Trustworthy AI in numerics: On verification algorithms for neural network-based PDE solvers

• Main Authors: Haugen, Emil, Stepanenko, Alexei, Hansen, Anders C
• Format: Journal Article
• Language: English
• Published: 30.09.2025
• Subjects: Computer Science - Numerical Analysis; Mathematics - Numerical Analysis
• DOI: 10.48550/arxiv.2509.26122

We present new algorithms for a posteriori verification of neural networks (NNs) approximating solutions to PDEs. These verification algorithms compute accurate estimates of$L^p$norms of NNs and their derivatives.
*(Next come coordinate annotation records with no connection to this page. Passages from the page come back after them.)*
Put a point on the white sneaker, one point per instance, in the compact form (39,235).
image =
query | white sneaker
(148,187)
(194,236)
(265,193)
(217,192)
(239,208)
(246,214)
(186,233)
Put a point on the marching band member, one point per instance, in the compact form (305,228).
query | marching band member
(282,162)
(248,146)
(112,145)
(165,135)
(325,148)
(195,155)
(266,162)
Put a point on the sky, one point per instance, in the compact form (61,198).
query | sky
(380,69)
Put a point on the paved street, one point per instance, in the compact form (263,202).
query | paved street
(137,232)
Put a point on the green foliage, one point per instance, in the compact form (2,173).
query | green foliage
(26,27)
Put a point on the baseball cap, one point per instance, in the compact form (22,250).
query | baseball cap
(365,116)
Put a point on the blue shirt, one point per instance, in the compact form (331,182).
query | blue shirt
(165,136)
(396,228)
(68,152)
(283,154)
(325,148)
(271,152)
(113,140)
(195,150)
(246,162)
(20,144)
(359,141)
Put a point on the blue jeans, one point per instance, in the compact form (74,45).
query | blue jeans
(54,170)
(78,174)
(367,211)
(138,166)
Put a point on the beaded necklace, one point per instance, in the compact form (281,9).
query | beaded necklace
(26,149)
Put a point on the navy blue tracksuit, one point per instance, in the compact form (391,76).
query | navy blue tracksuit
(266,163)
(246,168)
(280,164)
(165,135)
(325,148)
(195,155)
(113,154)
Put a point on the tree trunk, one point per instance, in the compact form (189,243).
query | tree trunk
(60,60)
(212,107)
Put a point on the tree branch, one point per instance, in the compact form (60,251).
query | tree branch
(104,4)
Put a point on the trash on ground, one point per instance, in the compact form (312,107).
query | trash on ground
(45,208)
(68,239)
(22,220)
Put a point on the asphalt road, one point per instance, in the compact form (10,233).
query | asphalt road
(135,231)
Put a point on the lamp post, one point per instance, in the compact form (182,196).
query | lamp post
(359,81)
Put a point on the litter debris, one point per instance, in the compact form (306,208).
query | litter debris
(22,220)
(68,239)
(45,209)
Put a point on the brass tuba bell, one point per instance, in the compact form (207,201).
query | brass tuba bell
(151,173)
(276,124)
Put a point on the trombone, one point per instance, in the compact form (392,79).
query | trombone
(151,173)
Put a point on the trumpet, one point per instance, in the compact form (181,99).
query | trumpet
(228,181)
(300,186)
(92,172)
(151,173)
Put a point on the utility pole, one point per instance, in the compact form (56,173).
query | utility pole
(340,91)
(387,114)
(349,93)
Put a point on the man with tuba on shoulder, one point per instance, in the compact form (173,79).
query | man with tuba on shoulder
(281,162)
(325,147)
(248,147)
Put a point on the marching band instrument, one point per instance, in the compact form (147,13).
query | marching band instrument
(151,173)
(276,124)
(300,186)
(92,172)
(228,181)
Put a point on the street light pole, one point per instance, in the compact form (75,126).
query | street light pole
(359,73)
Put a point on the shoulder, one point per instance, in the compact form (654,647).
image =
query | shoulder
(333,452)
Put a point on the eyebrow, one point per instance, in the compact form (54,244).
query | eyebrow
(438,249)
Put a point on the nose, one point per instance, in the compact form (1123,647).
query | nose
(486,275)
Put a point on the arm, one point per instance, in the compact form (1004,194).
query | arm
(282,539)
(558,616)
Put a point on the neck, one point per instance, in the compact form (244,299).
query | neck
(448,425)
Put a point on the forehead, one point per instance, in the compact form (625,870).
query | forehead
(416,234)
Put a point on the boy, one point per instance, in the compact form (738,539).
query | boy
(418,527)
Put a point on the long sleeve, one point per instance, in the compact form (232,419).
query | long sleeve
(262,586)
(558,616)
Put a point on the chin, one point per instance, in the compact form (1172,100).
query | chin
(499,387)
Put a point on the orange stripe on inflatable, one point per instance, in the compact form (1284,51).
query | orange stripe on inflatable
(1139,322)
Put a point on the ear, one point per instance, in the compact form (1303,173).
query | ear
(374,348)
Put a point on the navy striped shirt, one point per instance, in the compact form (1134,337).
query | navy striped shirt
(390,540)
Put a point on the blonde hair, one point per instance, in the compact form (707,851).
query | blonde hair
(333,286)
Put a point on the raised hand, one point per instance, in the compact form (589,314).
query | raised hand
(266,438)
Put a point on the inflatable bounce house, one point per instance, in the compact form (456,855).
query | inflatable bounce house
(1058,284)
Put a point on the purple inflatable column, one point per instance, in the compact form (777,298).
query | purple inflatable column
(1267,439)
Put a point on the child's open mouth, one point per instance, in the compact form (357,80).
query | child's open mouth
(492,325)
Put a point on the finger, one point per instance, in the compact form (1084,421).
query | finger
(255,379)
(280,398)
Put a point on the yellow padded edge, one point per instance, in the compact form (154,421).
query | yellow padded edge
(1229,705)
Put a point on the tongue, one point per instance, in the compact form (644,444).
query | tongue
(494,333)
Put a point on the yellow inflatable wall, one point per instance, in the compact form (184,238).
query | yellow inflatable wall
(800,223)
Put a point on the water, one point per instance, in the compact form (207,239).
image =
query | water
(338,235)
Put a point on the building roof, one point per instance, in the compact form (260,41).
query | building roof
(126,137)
When combined with residual bounds for specific PDEs, the algorithms provide guarantees of$\eps$ -accuracy (in a suitable norm) with respect to the true, but unknown, solution of the PDE -- for arbitrary$\eps >0$ . In particular, if the NN fails to meet the desired accuracy, our algorithms will detect that and reject it, whereas any NN that passes the verification algorithms is certified to be$\eps$ -accurate. This framework enables trustworthy algorithms for NN-based PDE solvers, regardless of how the NN is initially computed. Such a posteriori verification is essential, since a priori error bounds in general cannot guarantee the accuracy of computed solutions, due to algorithmic undecidability of the optimization problems used to train NNs.